Accordingly, the court will recommend that plaintiff's second amended complaint be dismissed for failure to state a cognizable Eight Amendment claim.*fn2
V. State Law Negligence Claim
If these findings and recommendations are adopted, only plaintiff's state law claim for negligence will remain. Pursuant to 28 U.S.C. § 1367(a), in any civil action of which the district courts have original jurisdiction, the district courts shall have supplemental jurisdiction over all other claims that are so related to claims in the action within such original jurisdiction that they form part of the same case or controversy under Article III of the United States Constitution.
The court's discretion to decline jurisdiction over state law claims is informed by the values of judicial economy, fairness, convenience, and comity. Acri v. Varian Associates, Inc., 114 F.3d 999, 1001 (9th Cir. 1997). In addition, "[t]he Supreme Court has stated, and [the Ninth Circuit] ha[s] often repeated, that 'in the usual case in which all federal-law claims are eliminated before trial, the balance of factors . . . will point toward declining to exercise jurisdiction over the remaining state-law claims.'" Acri, 114 F.3d at 1001 (quoting Carnegie-Mellon Univ. v. Cohill, 484 U.S. 343, 350 n. 7 (1988)). As indicated above, it is being recommending that the federal claim over which this court has original jurisdiction be dismissed. Therefore, the court will also recommend that plaintiff's state law negligence claim be dismissed without prejudice to its refiling in state court.
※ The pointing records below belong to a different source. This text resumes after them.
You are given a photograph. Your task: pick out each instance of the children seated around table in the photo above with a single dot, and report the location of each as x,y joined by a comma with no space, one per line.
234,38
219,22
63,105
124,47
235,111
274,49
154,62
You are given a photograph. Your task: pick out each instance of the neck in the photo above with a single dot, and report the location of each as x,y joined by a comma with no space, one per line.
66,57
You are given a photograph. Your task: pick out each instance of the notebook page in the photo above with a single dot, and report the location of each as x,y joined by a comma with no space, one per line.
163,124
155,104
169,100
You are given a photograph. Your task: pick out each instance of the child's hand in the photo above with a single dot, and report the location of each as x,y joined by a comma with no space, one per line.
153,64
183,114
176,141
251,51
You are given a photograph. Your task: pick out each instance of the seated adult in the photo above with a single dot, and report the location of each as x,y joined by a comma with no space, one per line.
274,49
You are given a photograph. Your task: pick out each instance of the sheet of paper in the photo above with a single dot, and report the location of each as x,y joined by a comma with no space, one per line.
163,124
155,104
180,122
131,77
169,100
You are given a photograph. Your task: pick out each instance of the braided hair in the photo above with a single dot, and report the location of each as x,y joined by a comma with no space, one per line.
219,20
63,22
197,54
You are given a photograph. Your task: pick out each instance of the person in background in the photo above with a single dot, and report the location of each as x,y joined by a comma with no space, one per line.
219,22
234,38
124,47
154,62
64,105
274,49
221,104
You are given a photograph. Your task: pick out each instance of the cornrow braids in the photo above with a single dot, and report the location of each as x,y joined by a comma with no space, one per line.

In accordance with the above, IT IS HEREBY RECOMMENDED that:
1. Plaintiff's second amended complaint, filed November 8, 2010, be dismissed for failure to state a cognizable Eighth Amendment claim;
2. Plaintiff's state law claim be dismissed without prejudice to its refiling in state court. 28 U.S.C. § 1367(c)(3); and
3. This action be dismissed.
These findings and recommendations are submitted to the United States District Judge assigned to the case, pursuant to the provisions of 28 U.S.C. § 636(b)(l). Within twenty-one days after being served with these findings and recommendations, plaintiff may file written objections with the court. The document should be captioned "Objections to Magistrate Judge's Findings and Recommendations." Plaintiff is advised that failure to file objections within the specified time may waive the right to appeal the District Court's order. Martinez v. Ylst, 951 F.2d 1153 (9th Cir. 1991).